Cristina Syquia, a newly-appointed SCHS Special Education teacher, is popular at potlucks.
Her hobbies-turned-skills of cooking and baking have rewarded her compliments from colleagues at past potlucks, and she hopes for the same in the future. Syquia strives to introduce parts of her culture through food: noodles, egg-rolls and adobo are some of the courses she showcases.
“Every time we have potlucks and everything, I get to make my Filipino dishes,” Syquia said. “And the staff… they just love it.”
Born and raised in the Philippines, Syquia found a passion in cuisine and also in her career: Special Education. While growing up, she observed deficits in the government’s educational districts.
“I noticed that in my country, the Philippines, there was a lack of education service, especially the Special Ed population,” Syquia said. “There’s lack of funding, and the only way you can have your child receive services is to pay for it.”
Syquia’s friend introduced her to the world of Special Education; she explained what the job looked like and how much she enjoyed it.
“She was a Special Ed teacher, and she talked about what she was doing,” Syquia said. “It kind of got me interested and that motivated me, inspired me to pursue Special Ed.”
After taking classes and teaching in the Philippines for several years, Syquia decided to move to the United States. She attended San Jose State University, earning a master’s degree in Special Education, and then worked at the Santa Clara County Office of Education from 2011 to 2018. Before SCHS, Syquia taught at Peterson Middle School. The biggest difference, she said, between middle and high school students is self-direction.

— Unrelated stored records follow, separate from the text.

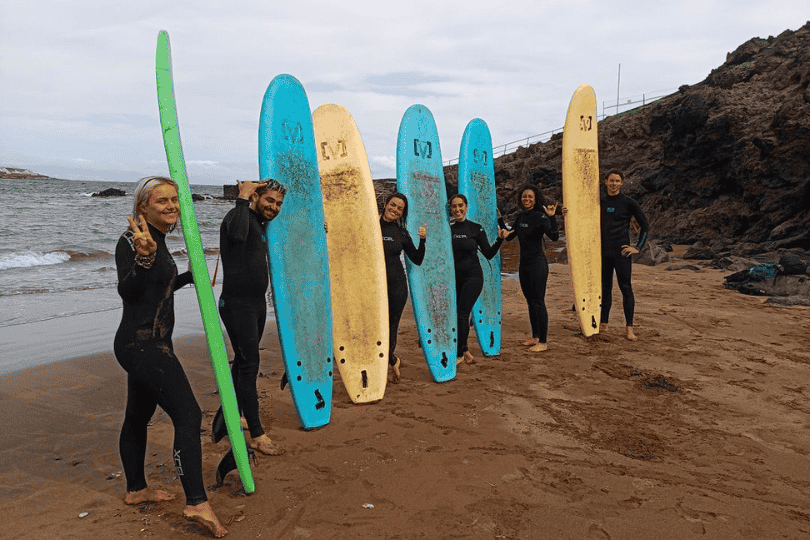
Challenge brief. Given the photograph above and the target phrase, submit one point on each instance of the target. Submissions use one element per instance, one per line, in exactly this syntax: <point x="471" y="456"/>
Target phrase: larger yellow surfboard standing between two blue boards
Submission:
<point x="356" y="260"/>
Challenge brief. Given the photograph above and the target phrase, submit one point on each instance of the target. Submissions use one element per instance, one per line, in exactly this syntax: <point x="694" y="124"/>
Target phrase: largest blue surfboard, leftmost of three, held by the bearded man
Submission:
<point x="296" y="245"/>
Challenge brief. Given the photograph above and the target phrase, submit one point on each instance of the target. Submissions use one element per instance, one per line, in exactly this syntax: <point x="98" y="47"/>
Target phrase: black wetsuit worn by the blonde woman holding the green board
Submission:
<point x="143" y="347"/>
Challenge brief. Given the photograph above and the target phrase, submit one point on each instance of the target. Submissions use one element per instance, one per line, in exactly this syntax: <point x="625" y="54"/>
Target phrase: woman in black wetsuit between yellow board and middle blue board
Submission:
<point x="396" y="240"/>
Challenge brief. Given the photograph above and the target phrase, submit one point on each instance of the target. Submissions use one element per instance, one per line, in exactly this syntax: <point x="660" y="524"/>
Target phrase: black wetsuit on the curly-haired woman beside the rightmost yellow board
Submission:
<point x="529" y="228"/>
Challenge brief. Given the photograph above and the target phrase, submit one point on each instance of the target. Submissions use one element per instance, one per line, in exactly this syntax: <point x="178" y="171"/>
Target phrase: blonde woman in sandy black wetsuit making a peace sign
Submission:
<point x="147" y="279"/>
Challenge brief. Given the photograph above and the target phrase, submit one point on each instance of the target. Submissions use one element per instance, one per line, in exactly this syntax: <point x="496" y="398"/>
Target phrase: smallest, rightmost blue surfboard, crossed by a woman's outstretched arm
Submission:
<point x="476" y="181"/>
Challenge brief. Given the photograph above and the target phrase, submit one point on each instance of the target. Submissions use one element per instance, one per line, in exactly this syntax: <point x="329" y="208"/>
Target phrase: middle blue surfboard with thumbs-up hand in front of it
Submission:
<point x="420" y="177"/>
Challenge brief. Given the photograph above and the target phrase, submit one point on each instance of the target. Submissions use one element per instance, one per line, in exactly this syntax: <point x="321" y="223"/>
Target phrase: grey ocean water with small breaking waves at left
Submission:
<point x="57" y="246"/>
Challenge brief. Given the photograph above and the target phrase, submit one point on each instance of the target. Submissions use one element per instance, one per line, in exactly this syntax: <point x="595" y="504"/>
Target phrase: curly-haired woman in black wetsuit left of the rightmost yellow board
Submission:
<point x="533" y="222"/>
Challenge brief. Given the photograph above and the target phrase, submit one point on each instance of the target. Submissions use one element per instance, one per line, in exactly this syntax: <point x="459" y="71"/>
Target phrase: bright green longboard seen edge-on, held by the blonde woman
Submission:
<point x="202" y="281"/>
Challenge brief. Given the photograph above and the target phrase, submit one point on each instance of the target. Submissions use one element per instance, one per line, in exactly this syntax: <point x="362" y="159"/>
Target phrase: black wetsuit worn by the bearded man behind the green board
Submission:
<point x="242" y="304"/>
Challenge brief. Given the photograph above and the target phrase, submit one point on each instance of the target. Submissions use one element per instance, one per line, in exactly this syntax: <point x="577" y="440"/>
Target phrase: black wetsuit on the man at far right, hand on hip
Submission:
<point x="616" y="213"/>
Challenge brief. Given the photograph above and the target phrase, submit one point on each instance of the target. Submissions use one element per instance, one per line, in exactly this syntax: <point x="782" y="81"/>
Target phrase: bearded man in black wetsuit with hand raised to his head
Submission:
<point x="243" y="304"/>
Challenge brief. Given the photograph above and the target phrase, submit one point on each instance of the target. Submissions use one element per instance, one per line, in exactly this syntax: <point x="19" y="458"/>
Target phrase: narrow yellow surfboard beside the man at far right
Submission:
<point x="580" y="167"/>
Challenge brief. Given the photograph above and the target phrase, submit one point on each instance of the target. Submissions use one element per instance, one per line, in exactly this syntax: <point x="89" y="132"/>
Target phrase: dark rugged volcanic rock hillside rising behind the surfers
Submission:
<point x="725" y="161"/>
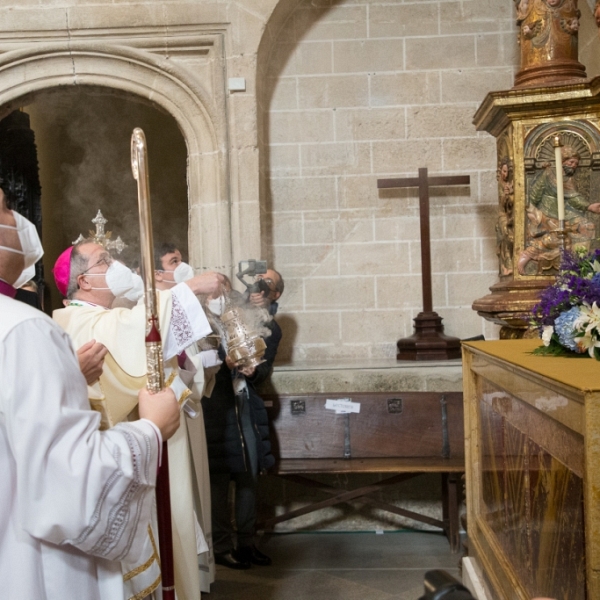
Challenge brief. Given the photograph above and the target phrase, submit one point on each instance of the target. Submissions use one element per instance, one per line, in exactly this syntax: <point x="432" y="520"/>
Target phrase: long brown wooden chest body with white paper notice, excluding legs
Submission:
<point x="412" y="424"/>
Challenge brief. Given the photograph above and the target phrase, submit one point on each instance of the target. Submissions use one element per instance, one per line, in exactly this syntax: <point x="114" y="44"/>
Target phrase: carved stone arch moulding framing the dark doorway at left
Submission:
<point x="160" y="81"/>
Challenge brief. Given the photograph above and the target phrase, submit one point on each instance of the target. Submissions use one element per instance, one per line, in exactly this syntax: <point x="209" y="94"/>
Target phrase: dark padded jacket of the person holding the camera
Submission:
<point x="226" y="443"/>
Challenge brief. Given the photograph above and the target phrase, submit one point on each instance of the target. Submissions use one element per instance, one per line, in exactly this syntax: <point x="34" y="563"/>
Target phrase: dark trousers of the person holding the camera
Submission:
<point x="244" y="510"/>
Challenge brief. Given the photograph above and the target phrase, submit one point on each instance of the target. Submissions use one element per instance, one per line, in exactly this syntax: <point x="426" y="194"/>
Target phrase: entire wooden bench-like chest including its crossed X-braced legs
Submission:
<point x="400" y="435"/>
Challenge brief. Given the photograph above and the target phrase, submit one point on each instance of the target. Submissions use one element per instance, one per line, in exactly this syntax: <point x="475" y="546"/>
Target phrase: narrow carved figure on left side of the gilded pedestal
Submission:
<point x="505" y="226"/>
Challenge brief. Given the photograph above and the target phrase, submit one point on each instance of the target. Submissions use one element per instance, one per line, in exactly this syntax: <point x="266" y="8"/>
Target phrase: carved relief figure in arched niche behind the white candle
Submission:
<point x="542" y="253"/>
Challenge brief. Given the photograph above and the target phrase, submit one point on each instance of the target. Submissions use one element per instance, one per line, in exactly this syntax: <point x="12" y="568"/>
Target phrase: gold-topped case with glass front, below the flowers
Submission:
<point x="533" y="471"/>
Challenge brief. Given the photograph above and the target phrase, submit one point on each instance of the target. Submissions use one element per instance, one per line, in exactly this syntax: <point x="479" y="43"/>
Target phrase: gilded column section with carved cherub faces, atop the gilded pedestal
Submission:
<point x="548" y="38"/>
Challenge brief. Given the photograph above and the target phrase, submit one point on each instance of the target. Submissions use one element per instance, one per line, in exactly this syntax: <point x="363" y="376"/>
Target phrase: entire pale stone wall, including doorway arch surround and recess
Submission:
<point x="337" y="94"/>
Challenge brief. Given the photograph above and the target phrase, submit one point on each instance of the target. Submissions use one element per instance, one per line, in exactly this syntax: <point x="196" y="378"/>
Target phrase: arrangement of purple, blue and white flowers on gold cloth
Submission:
<point x="568" y="313"/>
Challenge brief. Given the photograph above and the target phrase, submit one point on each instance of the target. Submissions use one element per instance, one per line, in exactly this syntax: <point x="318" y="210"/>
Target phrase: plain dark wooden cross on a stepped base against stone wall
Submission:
<point x="428" y="342"/>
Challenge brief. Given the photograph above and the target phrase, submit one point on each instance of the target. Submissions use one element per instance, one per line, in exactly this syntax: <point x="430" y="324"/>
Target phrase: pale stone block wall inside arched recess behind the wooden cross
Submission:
<point x="360" y="90"/>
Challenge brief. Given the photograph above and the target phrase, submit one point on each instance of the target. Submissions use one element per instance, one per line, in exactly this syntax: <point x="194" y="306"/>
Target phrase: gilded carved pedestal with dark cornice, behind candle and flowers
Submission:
<point x="525" y="123"/>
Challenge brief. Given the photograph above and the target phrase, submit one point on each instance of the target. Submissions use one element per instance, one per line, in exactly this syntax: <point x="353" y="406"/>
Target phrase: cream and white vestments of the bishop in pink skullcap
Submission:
<point x="122" y="331"/>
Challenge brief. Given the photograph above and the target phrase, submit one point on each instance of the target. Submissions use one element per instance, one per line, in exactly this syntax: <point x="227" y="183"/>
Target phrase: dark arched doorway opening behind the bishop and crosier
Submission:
<point x="82" y="136"/>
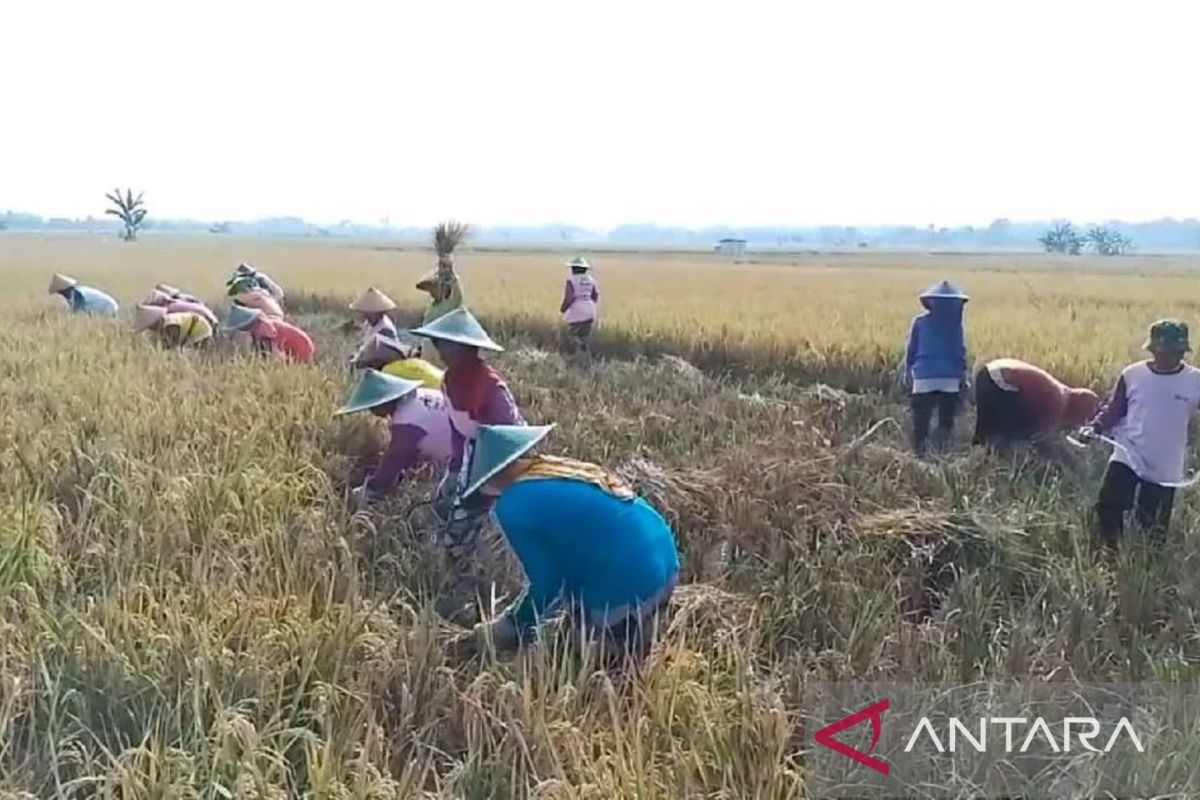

“There’s some pros and cons of working with older kids because you have more independence when you’re teaching this population,” Syquia said. “But then, when they’re younger, they’re cuter – it’s fun to work with those growing kids. So for me, it’s a balance.”
According to Syquia, though the process of teaching is different, the result is not, at least in terms of emotional edification.
“It doesn’t matter which age group it is,” Syquia said. “It’s always rewarding because you learn from each student.”
Syquia’s nurturing demeanor not only comes from her educational path, but also from her parental one. As a single mom, she has raised two daughters who are now 22 and 26 years old.
“It can be challenging, but thank God that my kids are all grown up,” she said. “They’re independent – the eldest is working. She works for Google. I’m so proud of her.”
Apart from teaching, Syquia enjoys traveling with her daughters and has toured places such as Europe, Japan, Singapore and Thailand. She values the expedition a new environment allows her, as well as the opportunities for discovery.
“You learn a lot, from actually experiencing the culture – being out there and visiting the place, meeting the people, the food, everything,” Syquia said. “It’s a learning adventure for me all the time.”
Syquia’s interest in learning from others is shared in both her personal life and her professional one, where she faces a new community to familiarize herself with. So far, her first year on campus has been positive, and her interactions with other staff have proven helpful and friendly.
“I’m just in awe with the other teachers and their dedication,” Syquia said. “I’m inspired also by the students, seeing their growth and progress. That kind of helps me and motivates me to continue and pursue this career, to continue to teach, and to help whatever in every way I can.”